The brands that formed our brand-consumer interaction study were self-selected
by respondents and ranged in type from retailers (e.g., J. Crew), online services (e.g.,
Living Social), media brands (e.g., MTV), luxury (e.g., LMV), FMCG brands (e.g.,
Mountain Dew), sports and lifestyle brands (e.g., Nike), and restaurants (e.g., Pinkberry).
For each day of the diary period, respondents indicated their primary form of brandcustomer interaction for that day (Facebook, Twitter, or email) and described their
experience with each of their daily brand interactions in an open-ended response. Overall,
the diary dataset consisted of 406 total brand interactions from the 58 respondents over
the seven-day period.
We analyzed the 406 open-ended comments for specific themes related to social
media usage and the nature of the daily brand-customer interactions. The initial coding
process resulted in ten unique categories that summarized respondents daily online
interactions with their respective brands on Facebook, Twitter, and email. The ten
categories are: fresh and timely information (26.4%), fun and entertaining content (22%),
product information (18%), incentives and promotions (17%), the extent of two-way
interaction (16.8%), customer service (9.6%), branded content (8.1%), purchase-related
interactions (4.2%), feelings of exclusivity engendered by social media (2.7%), and
privacy and trust (0.7%).
After converting the open-ended responses to binary variables, we conducted a
cluster analysis and identified three clusters of brand-consumer interaction styles: (1) the
Product & Incentive interactions, (2) the Keeping Current interactions, and (3) the

Branded Entertainment interactions.

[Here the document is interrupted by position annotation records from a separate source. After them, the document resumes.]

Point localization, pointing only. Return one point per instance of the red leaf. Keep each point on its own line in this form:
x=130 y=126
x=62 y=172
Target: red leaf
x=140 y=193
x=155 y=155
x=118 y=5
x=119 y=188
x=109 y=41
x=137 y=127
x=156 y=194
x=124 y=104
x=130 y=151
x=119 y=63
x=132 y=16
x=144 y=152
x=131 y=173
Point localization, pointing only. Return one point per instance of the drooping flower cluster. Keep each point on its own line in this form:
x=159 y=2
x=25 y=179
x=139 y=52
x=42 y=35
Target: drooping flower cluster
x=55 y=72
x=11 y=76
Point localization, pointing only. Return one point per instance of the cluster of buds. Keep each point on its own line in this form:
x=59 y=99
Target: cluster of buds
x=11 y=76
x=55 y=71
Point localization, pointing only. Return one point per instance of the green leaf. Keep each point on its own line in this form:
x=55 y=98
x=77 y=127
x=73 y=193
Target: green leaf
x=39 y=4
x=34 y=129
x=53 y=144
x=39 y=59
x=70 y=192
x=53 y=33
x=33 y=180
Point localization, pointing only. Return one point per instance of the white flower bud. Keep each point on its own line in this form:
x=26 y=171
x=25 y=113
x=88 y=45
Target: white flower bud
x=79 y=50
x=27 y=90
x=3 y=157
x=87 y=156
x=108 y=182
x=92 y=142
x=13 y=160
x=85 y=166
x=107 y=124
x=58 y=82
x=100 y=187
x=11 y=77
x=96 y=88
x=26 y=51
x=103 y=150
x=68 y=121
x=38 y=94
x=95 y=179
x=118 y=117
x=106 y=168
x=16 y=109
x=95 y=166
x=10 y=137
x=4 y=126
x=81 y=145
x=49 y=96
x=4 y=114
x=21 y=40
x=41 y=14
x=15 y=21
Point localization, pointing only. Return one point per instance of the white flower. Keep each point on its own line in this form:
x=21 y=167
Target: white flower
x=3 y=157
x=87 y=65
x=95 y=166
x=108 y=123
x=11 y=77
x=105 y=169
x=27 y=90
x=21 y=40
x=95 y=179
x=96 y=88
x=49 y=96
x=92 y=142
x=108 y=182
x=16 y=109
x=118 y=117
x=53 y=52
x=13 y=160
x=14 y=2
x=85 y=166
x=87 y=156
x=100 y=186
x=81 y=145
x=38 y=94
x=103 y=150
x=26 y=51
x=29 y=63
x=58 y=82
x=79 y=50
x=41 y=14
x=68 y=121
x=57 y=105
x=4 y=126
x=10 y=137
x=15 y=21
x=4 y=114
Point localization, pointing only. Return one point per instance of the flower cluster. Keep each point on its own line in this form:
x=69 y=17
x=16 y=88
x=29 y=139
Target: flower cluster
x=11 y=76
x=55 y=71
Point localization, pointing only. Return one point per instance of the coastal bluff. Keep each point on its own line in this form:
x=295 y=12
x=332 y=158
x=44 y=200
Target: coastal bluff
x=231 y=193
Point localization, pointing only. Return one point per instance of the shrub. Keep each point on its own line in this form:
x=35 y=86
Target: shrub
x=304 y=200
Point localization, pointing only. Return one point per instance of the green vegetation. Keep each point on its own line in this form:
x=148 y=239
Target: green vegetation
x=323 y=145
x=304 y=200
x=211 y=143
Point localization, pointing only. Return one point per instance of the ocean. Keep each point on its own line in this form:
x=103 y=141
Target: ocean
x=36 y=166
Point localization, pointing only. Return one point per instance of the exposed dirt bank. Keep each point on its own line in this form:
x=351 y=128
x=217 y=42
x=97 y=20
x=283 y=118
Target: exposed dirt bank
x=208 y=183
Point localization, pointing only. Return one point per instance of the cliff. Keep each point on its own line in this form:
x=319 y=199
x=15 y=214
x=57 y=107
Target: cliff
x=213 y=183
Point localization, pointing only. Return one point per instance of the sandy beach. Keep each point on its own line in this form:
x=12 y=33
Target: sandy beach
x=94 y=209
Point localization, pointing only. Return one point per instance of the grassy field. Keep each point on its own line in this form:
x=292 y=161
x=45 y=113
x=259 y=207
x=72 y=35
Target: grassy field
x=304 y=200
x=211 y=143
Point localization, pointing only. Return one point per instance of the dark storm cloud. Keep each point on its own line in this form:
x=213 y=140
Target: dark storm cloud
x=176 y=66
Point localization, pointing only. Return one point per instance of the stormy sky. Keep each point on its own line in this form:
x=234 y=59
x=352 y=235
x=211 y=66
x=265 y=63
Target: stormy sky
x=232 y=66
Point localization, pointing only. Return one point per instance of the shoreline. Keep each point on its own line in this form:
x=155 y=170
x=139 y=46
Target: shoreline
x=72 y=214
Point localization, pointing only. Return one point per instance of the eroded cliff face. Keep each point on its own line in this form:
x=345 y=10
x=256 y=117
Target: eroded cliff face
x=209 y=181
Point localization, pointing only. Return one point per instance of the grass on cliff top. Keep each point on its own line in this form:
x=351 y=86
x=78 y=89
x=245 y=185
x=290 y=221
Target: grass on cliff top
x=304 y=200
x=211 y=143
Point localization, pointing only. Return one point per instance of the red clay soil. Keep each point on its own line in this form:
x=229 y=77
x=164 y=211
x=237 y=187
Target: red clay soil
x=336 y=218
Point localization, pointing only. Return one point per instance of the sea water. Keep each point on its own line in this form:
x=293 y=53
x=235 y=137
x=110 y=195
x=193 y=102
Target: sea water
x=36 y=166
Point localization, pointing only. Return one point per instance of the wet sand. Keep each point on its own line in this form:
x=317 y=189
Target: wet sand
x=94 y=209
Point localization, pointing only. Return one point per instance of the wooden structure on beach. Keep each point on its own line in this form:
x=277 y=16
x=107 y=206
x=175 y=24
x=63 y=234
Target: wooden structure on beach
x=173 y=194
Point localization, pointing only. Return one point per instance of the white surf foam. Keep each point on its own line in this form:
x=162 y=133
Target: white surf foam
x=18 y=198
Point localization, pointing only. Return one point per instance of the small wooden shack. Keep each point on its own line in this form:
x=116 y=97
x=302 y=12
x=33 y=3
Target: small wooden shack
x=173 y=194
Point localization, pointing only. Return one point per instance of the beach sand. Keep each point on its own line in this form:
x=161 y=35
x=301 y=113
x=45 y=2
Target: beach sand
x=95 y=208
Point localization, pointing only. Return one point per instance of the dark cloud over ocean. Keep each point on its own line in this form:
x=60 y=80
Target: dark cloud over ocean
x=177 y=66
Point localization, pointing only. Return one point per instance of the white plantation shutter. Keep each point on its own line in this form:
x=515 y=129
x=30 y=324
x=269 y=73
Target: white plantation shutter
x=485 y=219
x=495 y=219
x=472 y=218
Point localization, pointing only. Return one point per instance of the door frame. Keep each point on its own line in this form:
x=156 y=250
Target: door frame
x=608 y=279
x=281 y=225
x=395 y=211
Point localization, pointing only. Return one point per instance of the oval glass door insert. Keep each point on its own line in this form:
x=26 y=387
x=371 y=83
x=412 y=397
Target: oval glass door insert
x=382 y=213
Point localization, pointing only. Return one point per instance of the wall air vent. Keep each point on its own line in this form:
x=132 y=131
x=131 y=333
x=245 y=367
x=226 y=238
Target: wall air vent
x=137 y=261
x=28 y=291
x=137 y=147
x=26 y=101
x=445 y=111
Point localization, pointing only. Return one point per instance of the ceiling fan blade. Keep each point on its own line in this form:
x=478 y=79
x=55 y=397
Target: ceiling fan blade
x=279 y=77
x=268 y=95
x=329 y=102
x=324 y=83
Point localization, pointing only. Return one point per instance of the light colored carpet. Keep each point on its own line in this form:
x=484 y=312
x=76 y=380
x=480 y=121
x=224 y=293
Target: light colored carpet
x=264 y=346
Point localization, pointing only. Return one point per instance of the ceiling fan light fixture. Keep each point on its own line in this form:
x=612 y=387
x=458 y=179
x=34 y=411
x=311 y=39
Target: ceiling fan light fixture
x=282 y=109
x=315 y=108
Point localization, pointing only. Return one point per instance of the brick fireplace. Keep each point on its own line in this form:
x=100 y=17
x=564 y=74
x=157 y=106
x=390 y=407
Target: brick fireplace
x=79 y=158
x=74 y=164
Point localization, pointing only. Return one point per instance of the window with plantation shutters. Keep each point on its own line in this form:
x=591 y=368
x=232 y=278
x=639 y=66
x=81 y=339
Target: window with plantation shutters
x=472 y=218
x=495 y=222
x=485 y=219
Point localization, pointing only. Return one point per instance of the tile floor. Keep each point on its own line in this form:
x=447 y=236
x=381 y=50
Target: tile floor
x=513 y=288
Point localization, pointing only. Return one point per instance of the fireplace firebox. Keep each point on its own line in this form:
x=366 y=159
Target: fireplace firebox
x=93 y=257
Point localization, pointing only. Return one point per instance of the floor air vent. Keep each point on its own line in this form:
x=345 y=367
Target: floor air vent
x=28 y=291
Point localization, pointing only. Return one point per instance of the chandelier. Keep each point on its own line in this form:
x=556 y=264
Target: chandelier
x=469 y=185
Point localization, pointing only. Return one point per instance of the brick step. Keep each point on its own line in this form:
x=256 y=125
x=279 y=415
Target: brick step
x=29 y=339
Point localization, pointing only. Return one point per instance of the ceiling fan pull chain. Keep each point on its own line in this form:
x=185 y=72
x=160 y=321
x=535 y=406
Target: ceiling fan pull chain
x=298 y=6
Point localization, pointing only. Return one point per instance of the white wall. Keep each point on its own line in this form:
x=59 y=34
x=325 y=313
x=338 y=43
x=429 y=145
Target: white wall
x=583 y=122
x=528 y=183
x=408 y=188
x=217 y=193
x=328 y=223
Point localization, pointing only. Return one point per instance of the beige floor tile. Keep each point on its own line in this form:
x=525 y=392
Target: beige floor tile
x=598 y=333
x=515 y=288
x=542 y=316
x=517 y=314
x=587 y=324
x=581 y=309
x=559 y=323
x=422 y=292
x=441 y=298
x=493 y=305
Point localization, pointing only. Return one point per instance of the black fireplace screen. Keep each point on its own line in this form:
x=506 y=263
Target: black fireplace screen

The profiles of the three interaction clusters show
that the Product & Incentive cluster (16.7% of the sample) is more likely to be female,
use email and have social media interactions that involve product information, incentives,
exclusivity and purchase behavior. The Keeping Current cluster (53.6%) is balanced
across the use of all three platforms: Facebook Twitter, and email. Engagement within
this cluster was primarily related to interests in timely information as well as interactions
related to customer service. The third cluster, Branded Entertainment (29.8%), was based
on entertainment-based interactions related to the brand.
Implications
Our findings extend previous research examining online engagement by illustrating the
specific nature of consumer engagement using social media. We found that brandconsumer social-media engagement ranges from the functional and purposive (e.g.,
seeking sales and incentives; hunting for news and information associated with specific
brands and related to current events) to the hedonic and random (e.g., coming across and
sharing funny and entertaining brand-related content on Facebook). Building on current
practice, our findings provide important insights to managers seeking to better understand
brand-consumer social media engagement. It is important that brands employ social
media platforms for outcomes beyond actual purchase, including communicating product
information, staying on top of and addressing customer service issues, engaging
consumers with fun and entertaining content relevant to their brand(s), providing timely
and relevant information regarding discounts, sales and other events, and promoting new
product launches. Further, brands must view social media as a platform with which to
quickly react to customer service issues and customer feedback in a proactive manner.